Saudi prince ‘stripped of powers’


World, Asia

American officials referred to it as the Saudi Rapid Intervention Group, the Times said.

Mohammed bin Salman

Jeddah: Speculations are rife that Saudi Arabia's Crown Prince Mohammed bin Salman has lost his financial and economic authority as his father wanted to rein in after the international outrage over his alleged actions.

He has not attended a series of high-profile ministerial and diplomatic meetings over the last fortnight. The move to restrict his responsibilities temporarily is understood to have been revealed to a group of senior ministers earlier last week by his father, King Salman.

The king is said to have asked Bin Salman to be at this cabinet meeting, but he failed to attend, the Guardian reports.

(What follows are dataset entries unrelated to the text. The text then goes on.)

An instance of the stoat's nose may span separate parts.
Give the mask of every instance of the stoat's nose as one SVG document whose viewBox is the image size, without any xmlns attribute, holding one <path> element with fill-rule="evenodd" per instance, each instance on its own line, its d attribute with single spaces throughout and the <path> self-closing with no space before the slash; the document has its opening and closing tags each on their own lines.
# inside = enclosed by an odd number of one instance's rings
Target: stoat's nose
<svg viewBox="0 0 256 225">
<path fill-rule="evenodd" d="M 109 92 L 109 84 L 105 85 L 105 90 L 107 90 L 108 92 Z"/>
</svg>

While the move has not been declared publicly, one of the king’s trusted advisers, Harvard-educated Musaed al-Aiban, recently named as national security adviser, will informally oversee investment decisions on the king’s behalf.

The murder of Saudi journalist Jamal Khashoggi, allegedly ordered by Prince Mohammed, had provoked international condemnation, though the Saudis denied any role.

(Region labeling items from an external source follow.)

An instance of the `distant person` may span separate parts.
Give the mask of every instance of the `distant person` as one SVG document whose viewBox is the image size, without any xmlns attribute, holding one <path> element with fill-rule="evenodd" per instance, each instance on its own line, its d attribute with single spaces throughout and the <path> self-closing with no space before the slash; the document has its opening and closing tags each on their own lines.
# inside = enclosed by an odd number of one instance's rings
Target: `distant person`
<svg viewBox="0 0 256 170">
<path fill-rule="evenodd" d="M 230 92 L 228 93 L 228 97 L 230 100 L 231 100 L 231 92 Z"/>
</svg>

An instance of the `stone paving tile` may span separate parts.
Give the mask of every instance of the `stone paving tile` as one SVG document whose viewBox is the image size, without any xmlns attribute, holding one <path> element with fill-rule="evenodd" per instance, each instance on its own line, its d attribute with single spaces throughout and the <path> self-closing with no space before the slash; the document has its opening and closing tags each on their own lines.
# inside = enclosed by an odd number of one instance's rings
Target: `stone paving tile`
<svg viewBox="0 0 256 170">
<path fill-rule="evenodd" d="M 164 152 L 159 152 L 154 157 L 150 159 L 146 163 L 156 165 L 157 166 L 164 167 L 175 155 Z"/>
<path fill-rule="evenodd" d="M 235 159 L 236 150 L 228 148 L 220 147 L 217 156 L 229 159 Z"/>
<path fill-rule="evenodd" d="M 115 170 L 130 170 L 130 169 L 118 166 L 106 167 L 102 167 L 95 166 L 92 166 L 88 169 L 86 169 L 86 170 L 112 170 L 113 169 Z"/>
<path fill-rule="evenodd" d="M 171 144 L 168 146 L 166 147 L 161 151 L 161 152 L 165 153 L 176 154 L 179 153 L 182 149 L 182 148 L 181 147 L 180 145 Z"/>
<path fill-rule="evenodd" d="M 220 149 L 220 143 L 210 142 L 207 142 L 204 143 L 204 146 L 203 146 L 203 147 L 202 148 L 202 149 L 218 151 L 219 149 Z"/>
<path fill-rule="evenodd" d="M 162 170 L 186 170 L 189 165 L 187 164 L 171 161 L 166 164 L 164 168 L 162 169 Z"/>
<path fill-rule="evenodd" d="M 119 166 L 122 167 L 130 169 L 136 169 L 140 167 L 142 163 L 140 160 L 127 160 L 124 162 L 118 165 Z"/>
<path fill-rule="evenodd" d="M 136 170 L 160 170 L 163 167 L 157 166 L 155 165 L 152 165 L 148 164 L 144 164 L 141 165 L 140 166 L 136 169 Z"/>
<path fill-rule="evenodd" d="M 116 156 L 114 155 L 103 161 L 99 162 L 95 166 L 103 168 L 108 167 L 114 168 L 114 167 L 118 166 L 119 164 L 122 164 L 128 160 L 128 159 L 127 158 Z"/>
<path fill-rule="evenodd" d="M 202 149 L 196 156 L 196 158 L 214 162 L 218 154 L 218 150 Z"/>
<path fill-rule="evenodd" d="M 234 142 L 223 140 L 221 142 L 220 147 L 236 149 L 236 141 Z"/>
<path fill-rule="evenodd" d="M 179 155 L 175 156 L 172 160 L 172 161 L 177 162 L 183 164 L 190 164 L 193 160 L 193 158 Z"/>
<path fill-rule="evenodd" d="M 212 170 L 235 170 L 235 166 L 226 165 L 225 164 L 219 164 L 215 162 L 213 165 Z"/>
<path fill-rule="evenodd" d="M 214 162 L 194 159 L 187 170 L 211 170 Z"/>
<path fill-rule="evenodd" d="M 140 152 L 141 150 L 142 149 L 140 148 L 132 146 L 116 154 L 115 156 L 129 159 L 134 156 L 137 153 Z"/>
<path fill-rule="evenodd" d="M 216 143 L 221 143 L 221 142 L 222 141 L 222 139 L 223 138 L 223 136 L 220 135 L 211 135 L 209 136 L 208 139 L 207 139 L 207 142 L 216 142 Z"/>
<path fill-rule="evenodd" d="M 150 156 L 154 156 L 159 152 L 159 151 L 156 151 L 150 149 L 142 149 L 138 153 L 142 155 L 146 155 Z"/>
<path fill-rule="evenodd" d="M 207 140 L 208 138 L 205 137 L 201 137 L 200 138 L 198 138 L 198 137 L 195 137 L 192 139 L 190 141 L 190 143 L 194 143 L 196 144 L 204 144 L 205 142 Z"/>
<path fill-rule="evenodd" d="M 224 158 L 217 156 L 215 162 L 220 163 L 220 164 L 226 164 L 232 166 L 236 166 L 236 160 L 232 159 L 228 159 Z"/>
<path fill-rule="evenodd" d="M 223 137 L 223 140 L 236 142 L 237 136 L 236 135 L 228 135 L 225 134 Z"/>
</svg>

Meanwhile, more  than a year before the killing of Khashoggi, Prince Mohammed approved a secret campaign to silence dissenters, The New York Times reported on Sunday.

The campaign included surveillance, kidnapping, detention and torture of Saudis, said the report which cited US officials who have read classified intelligence reports about the effort.

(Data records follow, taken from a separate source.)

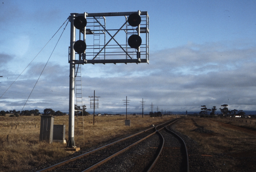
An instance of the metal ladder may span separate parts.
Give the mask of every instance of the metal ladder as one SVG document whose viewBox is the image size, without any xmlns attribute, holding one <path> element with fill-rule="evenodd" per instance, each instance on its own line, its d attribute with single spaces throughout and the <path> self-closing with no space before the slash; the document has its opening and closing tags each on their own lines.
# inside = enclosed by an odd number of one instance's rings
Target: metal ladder
<svg viewBox="0 0 256 172">
<path fill-rule="evenodd" d="M 81 64 L 77 64 L 75 66 L 75 75 L 76 104 L 80 106 L 81 110 L 75 110 L 76 111 L 77 118 L 77 134 L 78 145 L 84 146 L 84 114 L 83 111 L 83 97 L 82 93 L 82 77 L 81 72 Z M 79 116 L 79 113 L 82 112 L 82 116 Z"/>
<path fill-rule="evenodd" d="M 100 22 L 100 17 L 95 17 L 95 18 Z M 101 29 L 101 27 L 98 22 L 96 21 L 96 20 L 94 20 L 93 26 L 94 30 L 94 34 L 93 34 L 94 57 L 100 51 L 101 39 L 100 31 L 100 30 Z M 100 55 L 98 55 L 96 58 L 99 59 Z"/>
</svg>

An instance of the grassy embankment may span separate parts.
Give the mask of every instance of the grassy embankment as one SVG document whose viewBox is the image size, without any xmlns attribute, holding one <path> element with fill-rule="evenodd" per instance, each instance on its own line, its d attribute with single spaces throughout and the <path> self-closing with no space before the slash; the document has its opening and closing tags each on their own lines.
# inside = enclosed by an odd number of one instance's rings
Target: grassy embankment
<svg viewBox="0 0 256 172">
<path fill-rule="evenodd" d="M 49 144 L 40 142 L 40 116 L 20 116 L 9 134 L 17 117 L 0 117 L 0 171 L 22 171 L 47 161 L 54 161 L 69 155 L 62 148 L 65 144 L 58 143 Z M 123 135 L 137 133 L 149 127 L 152 124 L 167 121 L 176 117 L 143 118 L 129 116 L 130 127 L 125 126 L 125 116 L 93 116 L 84 118 L 84 148 L 90 147 Z M 75 118 L 75 142 L 77 143 Z M 96 122 L 96 121 L 97 122 Z M 54 118 L 55 125 L 66 125 L 65 138 L 68 138 L 68 116 Z M 16 127 L 17 125 L 17 127 Z M 17 128 L 16 128 L 17 127 Z M 6 141 L 9 134 L 9 141 Z"/>
</svg>

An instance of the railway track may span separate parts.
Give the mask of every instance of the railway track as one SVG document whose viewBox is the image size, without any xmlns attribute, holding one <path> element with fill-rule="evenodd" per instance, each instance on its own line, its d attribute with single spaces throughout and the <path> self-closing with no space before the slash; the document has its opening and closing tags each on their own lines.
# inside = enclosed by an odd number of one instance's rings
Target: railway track
<svg viewBox="0 0 256 172">
<path fill-rule="evenodd" d="M 162 161 L 157 160 L 165 156 L 163 153 L 166 152 L 167 147 L 164 146 L 166 145 L 164 138 L 171 135 L 167 133 L 170 131 L 166 126 L 179 119 L 172 119 L 38 171 L 122 171 L 120 167 L 126 171 L 154 171 L 154 169 L 161 166 L 159 162 Z M 168 142 L 172 141 L 167 140 Z M 182 149 L 182 145 L 179 146 L 180 150 Z M 163 151 L 163 149 L 165 150 Z M 182 160 L 180 166 L 184 167 L 186 164 L 187 167 L 182 169 L 187 168 L 185 171 L 189 171 L 187 155 L 187 153 L 186 156 L 179 155 Z"/>
</svg>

American officials referred to it as the Saudi Rapid Intervention Group, the Times said.

At least some of the clandestine missions were carried out by members of the team that killed and dismembered Khashoggi in October at the Saudi consulate in Istanbul, suggesting his murder was part of a wider campaign against dissidents, the report said, citing the US officials and associates of some Saudi victims.

Among its activities, the Rapid Intervention Group appears to have been involved in the detention and abuse of prominent women's rights activists arrested last year, the Times said.